Compile and test
./gradlew build
Compile only
./gradlew assemble
Test
./gradlew test
For those who use Windows, you should run gradlew.bat
with the same parameters.
Both IDEA and Eclipse have plugins for Gradle.
Some existing tests need Java 8.
src/main/java
is for word count code.
src/test/java
is for tests. And src/test/resources
is for test data.
In most cases, adding or modifying files in other places is not necessary.
Interface Master
and class WordCount
are already here.
WordCount
should implement Master
and have a constructor taking an integer (number of workers)
and array of strings (file paths) as input. There is documentation for every method of Master
.
You should read them before implementing.
There are two basic tests here.
These tests should be passed before submission (class TestUtil
can be modified
if there is error due to platform-dependent methods).
You may also want to add more tests, like larger files, unicode content, fault tolerance, etc.
You shouldn't use Process.isAlive
to detect whether a worker is dead.
#Project Structure:
The project has the following structure:
project-2-group-2 |__finalout - This is where the final, consolidated file created by the master is stored (if file writing is enabled) | |__out - This is where intermediate files created by workers are stored | |__src |__main |__java | |_WordCount.java - This is the file that contains the code executed by the master node | |_Worker.java - This is the file that contains the worker code | |_Utilities.java - This class contains extra helper functions that are utilized in the master and workers. | |__test
Description of classes (Master):- wordCount - This class contains the main thread that starts the program. It is responsible for compiling and creating each worker, and assigning it the correct input file path from the pending files queue. It is also responsible for periodically checking the list of active processes in order to determine which workers are alive and which are not, and depending on the number of files remaining to be processed, spin new workers as required. It also handles the merging of worker output files to create the final consolidated word count.

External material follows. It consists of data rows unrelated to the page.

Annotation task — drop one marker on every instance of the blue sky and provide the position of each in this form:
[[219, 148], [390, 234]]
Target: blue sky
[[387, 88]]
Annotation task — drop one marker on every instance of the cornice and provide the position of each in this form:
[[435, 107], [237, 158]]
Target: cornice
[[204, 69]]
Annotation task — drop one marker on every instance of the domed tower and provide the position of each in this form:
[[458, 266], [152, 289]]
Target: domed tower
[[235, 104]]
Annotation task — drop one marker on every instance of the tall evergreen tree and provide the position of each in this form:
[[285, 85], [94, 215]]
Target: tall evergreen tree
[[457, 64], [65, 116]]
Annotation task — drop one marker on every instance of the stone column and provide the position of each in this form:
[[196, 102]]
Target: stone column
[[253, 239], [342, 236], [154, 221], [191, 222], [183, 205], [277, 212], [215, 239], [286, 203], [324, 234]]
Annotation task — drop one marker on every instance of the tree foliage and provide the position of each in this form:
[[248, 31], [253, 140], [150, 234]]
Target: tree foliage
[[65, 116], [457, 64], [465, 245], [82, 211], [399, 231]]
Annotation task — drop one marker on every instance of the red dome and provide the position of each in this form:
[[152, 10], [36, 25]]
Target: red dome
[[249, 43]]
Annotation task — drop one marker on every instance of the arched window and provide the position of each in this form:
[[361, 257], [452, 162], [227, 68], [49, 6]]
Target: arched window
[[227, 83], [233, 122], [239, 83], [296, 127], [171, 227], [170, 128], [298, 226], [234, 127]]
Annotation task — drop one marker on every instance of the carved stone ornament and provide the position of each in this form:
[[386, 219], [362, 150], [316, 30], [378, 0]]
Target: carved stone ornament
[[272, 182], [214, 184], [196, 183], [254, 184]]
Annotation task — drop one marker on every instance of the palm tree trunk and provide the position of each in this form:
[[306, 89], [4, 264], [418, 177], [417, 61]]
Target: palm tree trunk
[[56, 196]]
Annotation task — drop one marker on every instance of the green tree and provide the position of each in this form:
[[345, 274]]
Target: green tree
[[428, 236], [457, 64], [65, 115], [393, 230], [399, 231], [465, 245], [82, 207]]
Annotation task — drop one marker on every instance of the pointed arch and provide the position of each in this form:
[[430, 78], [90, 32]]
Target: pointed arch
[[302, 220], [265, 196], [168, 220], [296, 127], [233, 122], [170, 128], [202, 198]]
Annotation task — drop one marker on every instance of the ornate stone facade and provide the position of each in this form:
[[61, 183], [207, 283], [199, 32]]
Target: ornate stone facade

MasterIO - This class is responsible for handling the master end of the I/O communication with a particular worker. This thread defines the socket connections and monitors the status of the worker's progress, and sends new files to it when required, and collects acknowledgement of completion when the job is finished. It also handles updation of the pending queue, processing map and active workers map as and when required.
Master Heartbeat - This thread is responsible for handling the master end of the heartbeat communication with a particular worker. This thread defines the socket connections and monitors whether a worker is alive or dead by listening for signals from the worker periodically. It is also resposnsible for updating the active workers map if worker failure is detected so that the main thread can apprpriately spin a new worker and kill existing worker process.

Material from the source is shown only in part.